Directed by Joel Schumacher
Everyone’s asking for pity in Trespass, Joel Schumacher’s latest “psychological thriller” that’s actually an anti-psychological thriller. A majority of the 90-minute film takes place on a single evening in which the Miller family is invaded in their lavish home by a band of swarthy extortionists. But that’s not all. Teenage Avery (Liana Liberato) is mad at her mom Sarah (Nicole Kidman) for not letting her go to a party, and Sarah is pouring herself glasses of wine over her money-obsessed husband Kyle’s (Nicholas Cage) neglect of their sex life. The “Mo Money Mo Problems” plot is set up in about 10 minutes, at which point Avery is already dodging security cameras, hopping fences, and getting into her tipsy friend’s car to go party.
The burglars, disguised as cops, get into the Miller compound in a few seconds time and moments later Sarah and Kyle are on the floor and lots of shouting ensues. Here’s where we get a first taste of the film’s perilously clichéd dialogue; Elias (Ben Mendelsohn), the head honcho of the burglars, yells, “I know a lot about you, Kyle, and what I don’t know, you’re gonna tell me.” One wonders if an actual burglar has ever made this pronouncement, and even if so, if anyone has ever felt legitimately threatened by it.
This is a central failure of the film’s narrative: the burglars are so dumb that it requires an extremely willful suspension of disbelief to buy that they even make it into the house, let alone manage to stay for so long. Spoiler alert: each of the four burglars dies. And of course the Millers all survive, albeit frazzled and bruised. But who could imagine that Elias’ younger brother Jonah (Cam Gigandet) would die in a pile of burning cash set aflame by a match and a coincidental trail of gasoline? The four deaths each occur in the blink of an eye and without any narrative groundwork, rendering them laughable. But that’s okay because they’re bad people, right? The Millers are at least trying to maintain a home for themselves—they’ve clearly invested a lot of money towards that end. Do the burglars have anything to show for themselves? Do they deserve any sympathy?
Well, the film gives the burglars some dimensionality, just not much. Elias is a dope dealer because he’s “not good at anything else;” he needs some cash to pay off a nemesis.
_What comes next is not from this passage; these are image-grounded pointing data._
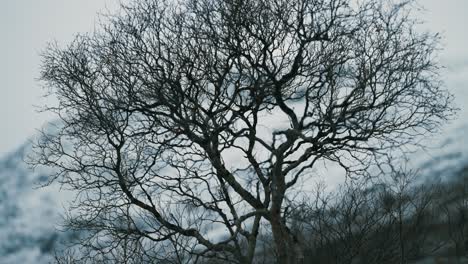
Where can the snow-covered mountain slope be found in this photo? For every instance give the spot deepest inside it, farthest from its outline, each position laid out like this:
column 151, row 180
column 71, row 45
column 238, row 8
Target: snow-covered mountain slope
column 29, row 215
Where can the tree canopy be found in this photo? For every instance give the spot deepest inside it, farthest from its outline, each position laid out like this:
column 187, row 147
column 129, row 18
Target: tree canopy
column 187, row 126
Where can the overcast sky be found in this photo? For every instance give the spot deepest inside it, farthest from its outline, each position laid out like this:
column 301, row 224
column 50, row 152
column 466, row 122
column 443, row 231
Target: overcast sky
column 27, row 25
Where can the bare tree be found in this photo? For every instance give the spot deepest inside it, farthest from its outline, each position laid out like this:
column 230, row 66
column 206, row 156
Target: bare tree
column 196, row 119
Elias’ girlfriend, Petal (Jordana Spiro), is a drug-addict and a frenzied emotional wreck. The handsome and robust Jonah has his eye on Sarah, and she can’t help but glimpse back. There are a number of dream-sequence-like flashbacks to flirtatious encounters between the two during Jonah’s prior visits as a technician. The suspicion of adultery—none actually occurs—might appear to complicate the film’s simplistic moral landscape, but it falls short of even a soap opera’s depth of intrigue.
The film makes a lot of hints at current events. Kyle deals in the kinds of things that led America to economic peril—you know, like real estate (it’s unclear). He admits to living entirely on credit. When the burglars realize they’ve robbed nothing but a middleman, Avery, who took a cab home from the party after getting fed up with a douchey, coke-gummed boy, offers to go back to the party where she knows there’s a stash of money. She says it’s saved up for “the next 9/11,” whatever form that cataclysm might take. We see the Miller compound’s penetration by the terrifying outside world, which seems spiraling towards collapse on terms that go unarticulated. Imagine an incoherent series of news ticker announcements on one of the Millers’ big-screen TVs: REAL ESTATE BUBBLE… HEROIN TRADE… TERROR THREAT…
Amidst all of this confusion, the film seems to yearn for world that only exists in American mythology: a world in which the Millers could just be a happy nuclear family, living self-sufficiently on their homestead. But we never get a glimpse of what this might look like specifically for the Millers; they’re fundamentally unhappy, burglary or not. In the closing frame, they lie together in a pile of their own sweat and blood, and whatever hope we have for their future exists only as wish-fulfillment. Within these confines, actual empathy for any character is far-fetched.